PGE prowadzi obecnie przetarg na zakup systemu CRM i billingu. Jego wdrożenie pozwoli na nowoczesną obsługę klientów spółek PGE Obrót i PGE Dystrybucja, w których biznesie zachodzą duże zmiany, związane m.in. z rozwojem PV.
- Krzysztof Jarosz, prezes zarządu PGE Systemy podkreśla, że zakup nowego, kompleksowego systemu CRM i bilingu ma szczególne znaczenie dla grupy PGE.
- Prezes nie kryje, że przetarg na zakup wskazanych rozwiązań został objęty ochroną antykorupcyjną i zaznacza, że jeśli któryś z potencjalnych wykonawców nie ma kompetencji do budowy oczekiwanego przez Grupę PGE systemu w wymaganym czasie to "nie będzie mógł świadczyć dla nas tych usług".
- Krzysztof Jarosz zaznaczył, że "nie każda firma oferująca narzędzia IT spełnia wymagania dotyczące naszego zamówienia", którego wartość (kwota) to kilkaset milionów złotych i dlatego przetarg objęty jest Prawem Zamówień Publicznych i tarczą antykorupcyjną.
- To wszystko sprawia, że podobnie jak telekomunikacja, energetyka musi w najbliższych latach przygotować się do świadczenia elastycznych usług konwergentnych. Łatwość i szybkość ich wprowadzania zależy w dużym stopniu od strategii rozwoju architektury informatycznej. Częścią tych działań jest wdrożenie dojrzałych systemów bilingowych oraz CRM, kluczowych dla sprawnego funkcjonowania przedsiębiorstw sieciowych, m.in. z branży energetycznej - wskazuje w DGP Krzysztof Jarosz.
Emocje wokół przetargu
Prezes PGE Systemy podkreślił, że PGE jako jedna z największych firm energetycznych, potrzebuje kompleksowych, komplementarnych narzędzi informatycznych o bardzo wysokim poziomie skalowalności.- Nie każda firma oferująca narzędzia IT spełnia wymagania dotyczące naszego zamówienia.

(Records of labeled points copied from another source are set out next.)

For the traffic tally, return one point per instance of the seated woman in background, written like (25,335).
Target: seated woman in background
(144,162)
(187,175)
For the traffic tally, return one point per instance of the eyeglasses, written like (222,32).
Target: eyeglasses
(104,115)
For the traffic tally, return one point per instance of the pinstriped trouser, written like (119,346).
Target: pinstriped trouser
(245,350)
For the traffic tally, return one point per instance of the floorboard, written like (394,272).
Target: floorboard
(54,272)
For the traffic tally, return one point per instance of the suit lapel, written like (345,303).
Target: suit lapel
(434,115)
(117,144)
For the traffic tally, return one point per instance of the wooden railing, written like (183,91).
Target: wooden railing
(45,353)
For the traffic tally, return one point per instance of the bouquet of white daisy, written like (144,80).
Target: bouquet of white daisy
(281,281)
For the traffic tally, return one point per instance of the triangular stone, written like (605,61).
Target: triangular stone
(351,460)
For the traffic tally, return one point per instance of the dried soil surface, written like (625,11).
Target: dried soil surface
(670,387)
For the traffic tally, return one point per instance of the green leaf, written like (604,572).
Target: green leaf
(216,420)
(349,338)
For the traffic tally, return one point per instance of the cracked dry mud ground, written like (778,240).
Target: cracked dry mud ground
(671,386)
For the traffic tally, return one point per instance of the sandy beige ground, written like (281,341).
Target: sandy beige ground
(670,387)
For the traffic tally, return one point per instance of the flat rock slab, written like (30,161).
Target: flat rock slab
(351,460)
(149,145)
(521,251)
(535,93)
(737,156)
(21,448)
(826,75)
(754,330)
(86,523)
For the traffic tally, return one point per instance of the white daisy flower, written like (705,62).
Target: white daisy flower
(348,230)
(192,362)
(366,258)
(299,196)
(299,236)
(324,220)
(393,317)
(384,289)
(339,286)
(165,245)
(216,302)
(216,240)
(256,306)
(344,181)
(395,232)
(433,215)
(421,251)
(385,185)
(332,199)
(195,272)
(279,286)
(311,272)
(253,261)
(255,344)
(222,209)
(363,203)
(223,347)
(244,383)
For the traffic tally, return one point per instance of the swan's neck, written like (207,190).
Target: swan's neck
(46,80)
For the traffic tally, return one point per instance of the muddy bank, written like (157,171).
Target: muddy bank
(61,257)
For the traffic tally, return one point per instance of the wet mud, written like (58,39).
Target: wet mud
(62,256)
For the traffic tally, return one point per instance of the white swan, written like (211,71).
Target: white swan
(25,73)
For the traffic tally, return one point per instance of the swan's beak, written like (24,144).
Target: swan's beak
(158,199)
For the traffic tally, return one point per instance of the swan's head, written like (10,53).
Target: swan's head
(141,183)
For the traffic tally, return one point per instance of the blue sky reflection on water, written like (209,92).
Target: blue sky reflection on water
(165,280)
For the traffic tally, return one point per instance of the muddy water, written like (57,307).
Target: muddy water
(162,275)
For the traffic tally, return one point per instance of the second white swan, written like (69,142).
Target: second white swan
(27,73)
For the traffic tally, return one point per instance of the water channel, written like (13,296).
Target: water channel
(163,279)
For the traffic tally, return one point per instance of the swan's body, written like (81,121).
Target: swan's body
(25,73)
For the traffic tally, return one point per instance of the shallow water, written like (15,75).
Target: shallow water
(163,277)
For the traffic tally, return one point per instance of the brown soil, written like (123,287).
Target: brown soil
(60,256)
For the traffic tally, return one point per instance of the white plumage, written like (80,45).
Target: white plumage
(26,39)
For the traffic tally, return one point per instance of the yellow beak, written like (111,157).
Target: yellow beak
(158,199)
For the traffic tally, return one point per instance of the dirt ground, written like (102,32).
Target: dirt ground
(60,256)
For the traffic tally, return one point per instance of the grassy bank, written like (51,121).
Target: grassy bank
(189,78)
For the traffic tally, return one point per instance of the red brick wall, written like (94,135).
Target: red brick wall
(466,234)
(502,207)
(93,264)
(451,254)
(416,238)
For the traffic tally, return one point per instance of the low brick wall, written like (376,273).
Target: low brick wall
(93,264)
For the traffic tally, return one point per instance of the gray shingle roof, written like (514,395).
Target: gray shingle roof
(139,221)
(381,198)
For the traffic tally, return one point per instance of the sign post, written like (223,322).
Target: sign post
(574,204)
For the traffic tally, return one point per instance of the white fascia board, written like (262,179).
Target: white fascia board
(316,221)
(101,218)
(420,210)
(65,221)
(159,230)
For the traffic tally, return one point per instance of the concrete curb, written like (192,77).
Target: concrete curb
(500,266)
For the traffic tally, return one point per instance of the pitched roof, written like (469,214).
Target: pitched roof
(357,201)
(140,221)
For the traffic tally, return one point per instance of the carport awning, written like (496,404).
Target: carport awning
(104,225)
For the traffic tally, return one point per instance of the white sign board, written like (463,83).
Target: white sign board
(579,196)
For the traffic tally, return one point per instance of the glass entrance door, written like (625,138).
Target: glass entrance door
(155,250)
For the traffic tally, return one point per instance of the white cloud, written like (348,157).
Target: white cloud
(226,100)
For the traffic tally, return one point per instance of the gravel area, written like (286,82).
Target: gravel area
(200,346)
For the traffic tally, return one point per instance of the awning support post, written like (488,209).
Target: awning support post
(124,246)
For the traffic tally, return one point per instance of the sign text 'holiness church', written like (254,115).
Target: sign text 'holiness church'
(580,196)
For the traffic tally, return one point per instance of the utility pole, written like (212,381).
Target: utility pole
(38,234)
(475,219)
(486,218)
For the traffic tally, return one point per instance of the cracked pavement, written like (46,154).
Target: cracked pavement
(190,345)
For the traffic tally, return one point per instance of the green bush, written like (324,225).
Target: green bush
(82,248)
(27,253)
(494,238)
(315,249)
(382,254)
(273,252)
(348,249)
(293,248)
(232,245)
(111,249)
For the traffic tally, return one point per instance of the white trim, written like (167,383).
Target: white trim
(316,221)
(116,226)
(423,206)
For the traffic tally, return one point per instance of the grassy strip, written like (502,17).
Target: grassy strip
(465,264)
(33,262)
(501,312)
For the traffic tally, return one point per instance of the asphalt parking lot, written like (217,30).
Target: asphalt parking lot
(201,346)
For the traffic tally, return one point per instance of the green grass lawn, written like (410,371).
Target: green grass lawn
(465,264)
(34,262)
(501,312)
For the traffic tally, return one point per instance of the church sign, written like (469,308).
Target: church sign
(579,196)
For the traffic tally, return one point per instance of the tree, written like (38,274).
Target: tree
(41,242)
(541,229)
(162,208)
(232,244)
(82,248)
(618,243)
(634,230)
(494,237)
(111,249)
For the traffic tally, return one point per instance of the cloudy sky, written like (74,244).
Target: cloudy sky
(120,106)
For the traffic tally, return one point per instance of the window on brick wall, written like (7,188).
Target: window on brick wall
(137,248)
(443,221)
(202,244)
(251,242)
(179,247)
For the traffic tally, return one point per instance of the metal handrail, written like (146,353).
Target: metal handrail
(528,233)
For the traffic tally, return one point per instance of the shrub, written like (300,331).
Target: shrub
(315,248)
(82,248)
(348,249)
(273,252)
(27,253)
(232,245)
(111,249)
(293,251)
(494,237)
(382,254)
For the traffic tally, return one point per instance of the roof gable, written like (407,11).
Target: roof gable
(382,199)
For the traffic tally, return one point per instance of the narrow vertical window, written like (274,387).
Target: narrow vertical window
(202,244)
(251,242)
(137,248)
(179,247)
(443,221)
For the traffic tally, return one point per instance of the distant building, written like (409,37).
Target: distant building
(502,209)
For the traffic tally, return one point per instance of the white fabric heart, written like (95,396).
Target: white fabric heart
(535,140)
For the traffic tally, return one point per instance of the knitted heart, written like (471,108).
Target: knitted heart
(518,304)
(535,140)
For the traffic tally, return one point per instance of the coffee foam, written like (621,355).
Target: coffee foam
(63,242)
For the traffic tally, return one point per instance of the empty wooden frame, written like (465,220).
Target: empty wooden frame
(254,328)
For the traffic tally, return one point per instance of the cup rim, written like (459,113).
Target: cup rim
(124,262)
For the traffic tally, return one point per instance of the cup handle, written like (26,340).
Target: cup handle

Jego kwota to kilkaset milionów złotych, dlatego przetarg objęty jest Prawem Zamówień Publicznych i tarczą antykorupcyjną, ponieważ chcemy, żeby był jak najbardziej transparentny – stwierdził w DGP Krzysztof Jarosz.
Podał, że umowę uprawniającą do wglądu w dokumentację zakupową podpisały zainteresowane firmy z sektora technologicznego, „również takie, z którymi współpracujemy od lat”.
- Jednak wokół postępowania pojawiły się emocje wywołane przez niektórych potencjalnych wykonawców, nawet tych, którzy nie zgłosili się do postępowania. Finalnie złożono dwie oferty, aktualnie podlegają one ocenie i weryfikacji Komisji Przetargowej PGE, zgodnie z przepisami prawa- powiedział w DGP Krzysztof Jarosz.
Przyznał, że objecie przetargu ochroną antykorupcyjną to nie jest standardowe działanie, ale jak powiedział „zdecydowaliśmy się na to z uwagi na przedmiot i kwotę zamówienia. Naszym celem jest wyłonienie wiarygodnego wykonawcy. To dla nas bardzo ważne, żeby proces zakupowy przebiegał bezpiecznie”.